L'avvocatessa Wania Della Vigna

L'AQUILA

Morì nel sisma, la Regione paga 1 milione 

Ente condannato in sede civile (insieme all’Azienda per il diritto agli studi universitari) a risarcire i familiari di una vittima

L’AQUILA. Finora, nei processi sui crolli avvenuti il 6 aprile del 2009 (in particolare nei processi penali) le responsabilità degli enti locali non erano mai emerse, ammesso che fossero state cercate. Ci è voluta la costanza, la passione e spesso la cocciutaggine di alcuni avvocati per arrivare, almeno in sede civile, a tirare in ballo le colpe di chi doveva vigilare su progettazioni, manutenzioni e sicurezza e non lo ha fatto.
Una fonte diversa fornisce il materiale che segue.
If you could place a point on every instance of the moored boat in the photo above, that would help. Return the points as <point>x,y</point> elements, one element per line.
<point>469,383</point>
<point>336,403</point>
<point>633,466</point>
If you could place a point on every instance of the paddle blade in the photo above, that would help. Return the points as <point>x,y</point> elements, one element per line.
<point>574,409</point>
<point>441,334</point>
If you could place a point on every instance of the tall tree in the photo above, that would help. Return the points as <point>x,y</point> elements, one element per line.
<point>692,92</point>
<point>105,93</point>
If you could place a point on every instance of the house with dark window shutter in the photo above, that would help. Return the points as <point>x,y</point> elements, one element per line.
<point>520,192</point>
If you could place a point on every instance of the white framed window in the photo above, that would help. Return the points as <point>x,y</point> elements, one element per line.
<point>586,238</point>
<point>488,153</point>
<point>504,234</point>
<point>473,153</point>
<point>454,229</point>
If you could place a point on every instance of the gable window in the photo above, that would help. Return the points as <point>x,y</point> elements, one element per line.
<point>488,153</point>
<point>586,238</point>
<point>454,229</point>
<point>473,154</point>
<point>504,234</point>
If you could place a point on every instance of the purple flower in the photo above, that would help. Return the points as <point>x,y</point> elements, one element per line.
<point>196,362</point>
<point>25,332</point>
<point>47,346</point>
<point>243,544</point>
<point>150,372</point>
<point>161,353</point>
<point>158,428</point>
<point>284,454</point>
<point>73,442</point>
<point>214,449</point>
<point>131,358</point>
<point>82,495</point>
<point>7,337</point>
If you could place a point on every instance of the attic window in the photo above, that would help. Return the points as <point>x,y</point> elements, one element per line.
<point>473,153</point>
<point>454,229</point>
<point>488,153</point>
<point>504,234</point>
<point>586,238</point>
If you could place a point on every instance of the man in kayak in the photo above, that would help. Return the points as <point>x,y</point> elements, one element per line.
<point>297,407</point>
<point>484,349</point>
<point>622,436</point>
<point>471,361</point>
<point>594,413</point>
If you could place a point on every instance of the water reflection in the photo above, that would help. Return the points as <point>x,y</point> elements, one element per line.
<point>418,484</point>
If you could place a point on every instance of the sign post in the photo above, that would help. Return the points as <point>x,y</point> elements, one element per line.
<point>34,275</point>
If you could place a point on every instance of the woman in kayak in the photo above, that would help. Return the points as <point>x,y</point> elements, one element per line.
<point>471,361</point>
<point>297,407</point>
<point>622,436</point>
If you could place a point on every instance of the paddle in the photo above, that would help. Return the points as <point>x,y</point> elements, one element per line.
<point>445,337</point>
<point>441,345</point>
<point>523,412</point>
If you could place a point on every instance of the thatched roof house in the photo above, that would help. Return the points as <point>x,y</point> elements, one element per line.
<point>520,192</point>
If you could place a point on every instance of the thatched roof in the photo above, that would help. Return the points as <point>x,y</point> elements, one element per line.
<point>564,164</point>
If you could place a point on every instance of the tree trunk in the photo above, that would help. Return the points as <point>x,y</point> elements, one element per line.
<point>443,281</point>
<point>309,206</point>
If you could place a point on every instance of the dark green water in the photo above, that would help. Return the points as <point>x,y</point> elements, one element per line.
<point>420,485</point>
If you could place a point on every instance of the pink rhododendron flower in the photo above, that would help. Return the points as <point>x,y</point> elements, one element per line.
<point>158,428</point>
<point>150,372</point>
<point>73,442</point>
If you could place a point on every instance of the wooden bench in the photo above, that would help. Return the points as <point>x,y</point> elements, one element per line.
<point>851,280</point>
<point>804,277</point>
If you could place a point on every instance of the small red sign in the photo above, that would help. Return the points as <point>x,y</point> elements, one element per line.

Pochi giorni fa (la sentenza porta la data del 16 agosto) il tribunale civile dell’Aquila ha condannato la Regione e l’Azienda per il diritto allo studio (Adsu) al pagamento di un milione e 200mila euro ai familiari di Hamade Hussein (conosciuto come Michelone), uno degli 8 ragazzi che hanno perso la vita nella Casa dello studente, crollata la notte del 6 aprile 2009.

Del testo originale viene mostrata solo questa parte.